"So I played alto for quite a while until I saved up the money for the baritone"
About this Quote
The subtext is about choosing the less crowded lane. In the bebop era, alto was a glamour chair, already dominated by towering voices; baritone was the lumbering underdog, more often relegated to section work than front-line imagination. Mulligan’s phrasing implies he didn’t stumble into a niche, he budgeted his way into it, which is funny because it also reads as strategic: he literally bought himself a distinct identity. The baritone becomes a form of authorship.

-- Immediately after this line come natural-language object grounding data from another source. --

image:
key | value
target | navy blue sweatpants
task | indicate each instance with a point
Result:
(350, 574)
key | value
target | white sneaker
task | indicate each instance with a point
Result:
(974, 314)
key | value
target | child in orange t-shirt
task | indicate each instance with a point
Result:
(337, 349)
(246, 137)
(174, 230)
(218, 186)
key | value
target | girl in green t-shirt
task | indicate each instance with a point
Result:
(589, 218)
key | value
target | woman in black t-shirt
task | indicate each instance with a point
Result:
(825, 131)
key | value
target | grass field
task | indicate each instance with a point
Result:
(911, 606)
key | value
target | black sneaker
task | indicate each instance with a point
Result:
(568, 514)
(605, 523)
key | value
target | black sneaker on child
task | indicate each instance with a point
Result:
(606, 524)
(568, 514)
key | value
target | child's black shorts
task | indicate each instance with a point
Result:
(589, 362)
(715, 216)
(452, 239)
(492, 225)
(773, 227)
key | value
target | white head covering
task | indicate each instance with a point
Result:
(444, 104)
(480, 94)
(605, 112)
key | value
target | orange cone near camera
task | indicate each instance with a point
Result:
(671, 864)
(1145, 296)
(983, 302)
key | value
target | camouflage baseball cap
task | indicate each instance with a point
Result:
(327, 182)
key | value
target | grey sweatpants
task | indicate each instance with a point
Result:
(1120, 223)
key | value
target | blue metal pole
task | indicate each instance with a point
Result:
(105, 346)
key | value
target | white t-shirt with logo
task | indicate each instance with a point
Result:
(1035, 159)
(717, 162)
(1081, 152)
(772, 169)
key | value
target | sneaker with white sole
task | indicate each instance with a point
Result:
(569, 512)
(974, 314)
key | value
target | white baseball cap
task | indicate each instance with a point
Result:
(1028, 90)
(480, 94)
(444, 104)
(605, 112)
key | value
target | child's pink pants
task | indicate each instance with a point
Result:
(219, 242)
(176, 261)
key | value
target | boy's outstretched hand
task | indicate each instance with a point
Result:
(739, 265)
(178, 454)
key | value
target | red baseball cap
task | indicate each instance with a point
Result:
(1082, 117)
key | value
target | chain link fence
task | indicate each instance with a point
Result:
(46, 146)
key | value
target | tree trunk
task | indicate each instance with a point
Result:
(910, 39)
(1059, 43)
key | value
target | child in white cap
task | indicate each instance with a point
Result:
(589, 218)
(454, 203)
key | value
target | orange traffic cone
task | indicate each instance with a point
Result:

There’s also a class note here. Jazz history loves romantic hardship, but Mulligan compresses economic reality into a wry aside: instruments cost money; originality can require capital; ambition often waits on a payday. The calm, matter-of-fact tone is the tell. He’s not selling suffering or genius. He’s telling you how a sound gets made in the real world: one practical decision at a time, until practicality turns into style.
Quote Details
| Topic | Music |
|---|---|
| Source | Help us find the source |
| Cite |
Citation Formats
APA Style (7th ed.)
Mulligan, Gerry. (2026, January 17). So I played alto for quite a while until I saved up the money for the baritone. FixQuotes. https://fixquotes.com/quotes/so-i-played-alto-for-quite-a-while-until-i-saved-60121/
Chicago Style
Mulligan, Gerry. "So I played alto for quite a while until I saved up the money for the baritone." FixQuotes. January 17, 2026. https://fixquotes.com/quotes/so-i-played-alto-for-quite-a-while-until-i-saved-60121/.
MLA Style (9th ed.)
"So I played alto for quite a while until I saved up the money for the baritone." FixQuotes, 17 Jan. 2026, https://fixquotes.com/quotes/so-i-played-alto-for-quite-a-while-until-i-saved-60121/. Accessed 4 Feb. 2026.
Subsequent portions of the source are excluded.